If you have been following the Senate Judiciary Committee hearings on Judge Brett Kavanaugh’s nomination to the United States Supreme Court, you know that the position of the Senate Democrats (and Democrats generally) is that Christine Blasey Ford’s allegation that Kavanaugh sexually assaulted her 36 years ago (when both were teenagers) must be believed (despite the absence of any corroborating evidence) because Ford is a woman, and that Kavanaugh –because he is a man– bears the burden of disproving her allegation.
In other words, the venerable presumption of innocence standard no longer applies when the accuser is a woman accusing a man of a sexual assault.
Not really.
For example, Democrats are NOT calling for Keith Ellison to resign from Congress or from his position at the DNC or abandon his run for Minnesota Attorney General despite claims from his former girlfriend that he abused her:
Here at home Democrat State Senator Jeff Woodburn has been criminally charged for similar conduct:
Woodburn is scheduled to go to trial in December. I fully expect that Woodburn as a Democrat will ask the Judge to inform the jury that he should NOT be entitled to the presumption of innocence, and that it his his burden to prove beyond a reasonable doubt that he did not commit the crimes he has been charged with. Jury instructions along the lines of:
The Defendant, Mr. Woodburn, because he is a man, is to be presumed guilty, and it his his burden and his alone to prove to you beyond a reasonable doubt that he has not committed the crimes he has been charged with.

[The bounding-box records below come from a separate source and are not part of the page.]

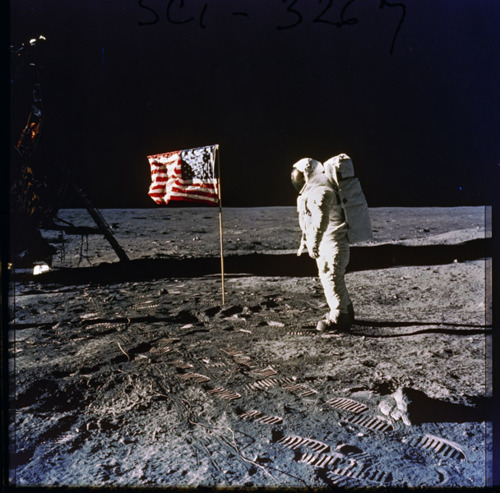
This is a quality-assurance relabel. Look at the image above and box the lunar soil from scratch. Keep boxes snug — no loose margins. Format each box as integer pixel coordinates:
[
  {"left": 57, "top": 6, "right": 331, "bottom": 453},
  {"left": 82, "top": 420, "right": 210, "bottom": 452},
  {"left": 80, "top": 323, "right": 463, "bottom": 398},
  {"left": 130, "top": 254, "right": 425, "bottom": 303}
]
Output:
[{"left": 8, "top": 207, "right": 492, "bottom": 489}]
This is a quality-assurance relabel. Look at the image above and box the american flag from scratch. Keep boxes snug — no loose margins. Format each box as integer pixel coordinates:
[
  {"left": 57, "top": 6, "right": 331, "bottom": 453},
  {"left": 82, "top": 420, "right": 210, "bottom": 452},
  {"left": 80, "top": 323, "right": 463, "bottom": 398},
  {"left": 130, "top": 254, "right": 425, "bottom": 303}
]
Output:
[{"left": 148, "top": 145, "right": 219, "bottom": 205}]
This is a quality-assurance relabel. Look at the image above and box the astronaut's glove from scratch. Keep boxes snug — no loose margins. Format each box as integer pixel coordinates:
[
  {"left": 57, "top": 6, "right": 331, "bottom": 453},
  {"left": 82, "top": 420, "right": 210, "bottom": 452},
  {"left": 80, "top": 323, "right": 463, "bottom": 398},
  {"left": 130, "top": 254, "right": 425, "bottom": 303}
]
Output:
[{"left": 309, "top": 246, "right": 319, "bottom": 259}]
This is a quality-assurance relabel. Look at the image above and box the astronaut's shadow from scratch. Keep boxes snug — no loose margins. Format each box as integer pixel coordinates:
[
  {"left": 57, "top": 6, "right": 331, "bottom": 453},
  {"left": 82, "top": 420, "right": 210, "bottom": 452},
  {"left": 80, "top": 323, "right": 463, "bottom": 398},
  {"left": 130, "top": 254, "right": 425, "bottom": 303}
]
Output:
[{"left": 352, "top": 319, "right": 492, "bottom": 338}]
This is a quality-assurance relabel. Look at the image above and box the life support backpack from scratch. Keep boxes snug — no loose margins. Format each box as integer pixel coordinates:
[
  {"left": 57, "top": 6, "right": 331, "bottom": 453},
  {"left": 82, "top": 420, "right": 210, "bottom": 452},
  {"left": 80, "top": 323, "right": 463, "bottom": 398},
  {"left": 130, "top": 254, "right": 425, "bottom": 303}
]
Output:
[{"left": 323, "top": 154, "right": 373, "bottom": 243}]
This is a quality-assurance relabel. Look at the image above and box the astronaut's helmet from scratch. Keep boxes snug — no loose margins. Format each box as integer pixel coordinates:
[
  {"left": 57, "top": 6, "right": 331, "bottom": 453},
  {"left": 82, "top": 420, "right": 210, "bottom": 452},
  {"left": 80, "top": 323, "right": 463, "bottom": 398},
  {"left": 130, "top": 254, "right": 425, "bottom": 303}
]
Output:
[
  {"left": 291, "top": 168, "right": 306, "bottom": 192},
  {"left": 291, "top": 157, "right": 324, "bottom": 192}
]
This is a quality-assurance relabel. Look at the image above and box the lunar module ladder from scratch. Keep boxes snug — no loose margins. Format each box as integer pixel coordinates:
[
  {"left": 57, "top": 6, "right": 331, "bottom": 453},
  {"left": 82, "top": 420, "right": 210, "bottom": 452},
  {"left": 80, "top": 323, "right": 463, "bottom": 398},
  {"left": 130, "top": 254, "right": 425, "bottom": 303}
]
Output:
[{"left": 71, "top": 181, "right": 129, "bottom": 262}]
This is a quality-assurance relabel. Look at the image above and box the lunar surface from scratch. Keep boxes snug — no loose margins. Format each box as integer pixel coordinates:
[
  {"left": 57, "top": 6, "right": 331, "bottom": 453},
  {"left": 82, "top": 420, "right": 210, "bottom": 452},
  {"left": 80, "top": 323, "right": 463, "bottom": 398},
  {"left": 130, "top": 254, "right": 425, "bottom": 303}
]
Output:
[{"left": 9, "top": 207, "right": 492, "bottom": 488}]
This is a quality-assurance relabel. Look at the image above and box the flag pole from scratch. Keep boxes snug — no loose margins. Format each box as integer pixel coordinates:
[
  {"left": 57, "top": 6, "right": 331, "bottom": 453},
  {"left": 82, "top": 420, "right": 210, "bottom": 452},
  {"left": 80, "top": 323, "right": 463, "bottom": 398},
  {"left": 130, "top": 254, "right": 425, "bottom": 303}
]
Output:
[{"left": 217, "top": 144, "right": 225, "bottom": 305}]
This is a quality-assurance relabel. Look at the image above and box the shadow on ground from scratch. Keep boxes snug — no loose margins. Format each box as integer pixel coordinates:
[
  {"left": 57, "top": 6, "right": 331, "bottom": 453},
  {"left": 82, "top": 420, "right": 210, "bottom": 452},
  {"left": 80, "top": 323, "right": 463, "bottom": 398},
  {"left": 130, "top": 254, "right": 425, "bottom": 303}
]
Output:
[{"left": 11, "top": 238, "right": 492, "bottom": 284}]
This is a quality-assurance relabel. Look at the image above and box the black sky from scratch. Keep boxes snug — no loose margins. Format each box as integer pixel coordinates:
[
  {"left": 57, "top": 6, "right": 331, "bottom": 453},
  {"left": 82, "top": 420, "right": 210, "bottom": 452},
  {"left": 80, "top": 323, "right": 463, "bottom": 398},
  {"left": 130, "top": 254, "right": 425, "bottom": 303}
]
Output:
[{"left": 10, "top": 0, "right": 500, "bottom": 208}]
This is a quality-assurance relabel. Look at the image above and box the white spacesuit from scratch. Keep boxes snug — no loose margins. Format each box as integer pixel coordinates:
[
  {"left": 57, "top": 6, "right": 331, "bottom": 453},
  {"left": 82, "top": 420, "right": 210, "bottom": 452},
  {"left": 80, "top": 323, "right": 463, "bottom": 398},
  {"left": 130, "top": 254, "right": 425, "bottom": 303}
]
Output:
[{"left": 292, "top": 158, "right": 354, "bottom": 330}]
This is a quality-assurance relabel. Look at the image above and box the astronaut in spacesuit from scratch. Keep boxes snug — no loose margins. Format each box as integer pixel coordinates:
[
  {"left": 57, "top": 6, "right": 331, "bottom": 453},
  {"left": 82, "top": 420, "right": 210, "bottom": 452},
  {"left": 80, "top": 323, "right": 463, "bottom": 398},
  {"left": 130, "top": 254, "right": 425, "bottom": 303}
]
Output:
[{"left": 291, "top": 158, "right": 354, "bottom": 332}]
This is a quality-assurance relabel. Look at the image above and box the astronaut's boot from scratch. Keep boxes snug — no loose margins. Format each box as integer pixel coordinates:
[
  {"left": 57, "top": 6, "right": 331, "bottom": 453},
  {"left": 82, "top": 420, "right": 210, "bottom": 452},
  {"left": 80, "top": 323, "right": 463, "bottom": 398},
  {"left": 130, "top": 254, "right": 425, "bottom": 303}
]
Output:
[{"left": 347, "top": 303, "right": 354, "bottom": 326}]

Further you are to assume that his accuser, because she is a woman, is telling the truth. Whenever there is a conflict between her testimony and his testimony, you must believe her testimony, not his.
Further, you are to ignore any exculpatory evidence presented by Mr. Woodburn. Anything other than what his accuser believes happened is irrelevant in this proceeding.
And I expect that Woodburn’s fellow Democrats will demand that these or similar instructions be given to the jury.
Yeah, right. The Democrats would never apply the standard that they are currently applying to Brett Kavanaugh to one of their own. Ted Kennedy, Bill Clinton and Keith Ellison all prove that.
Undoubtedly the Democrat response to this would be something along the lines of: it’s different for Brett Kavanaugh; he is not facing criminal charges like Jeff Woodburn. To which I would respond, that is a totally self-serving distinction. If the woman must always be believed in the court of public opinion —or to be more precise, the woman accusing the Republican— she holds the power to destroy anyone’s life. Why shouldn’t the woman accusing Woodburn wield the same power.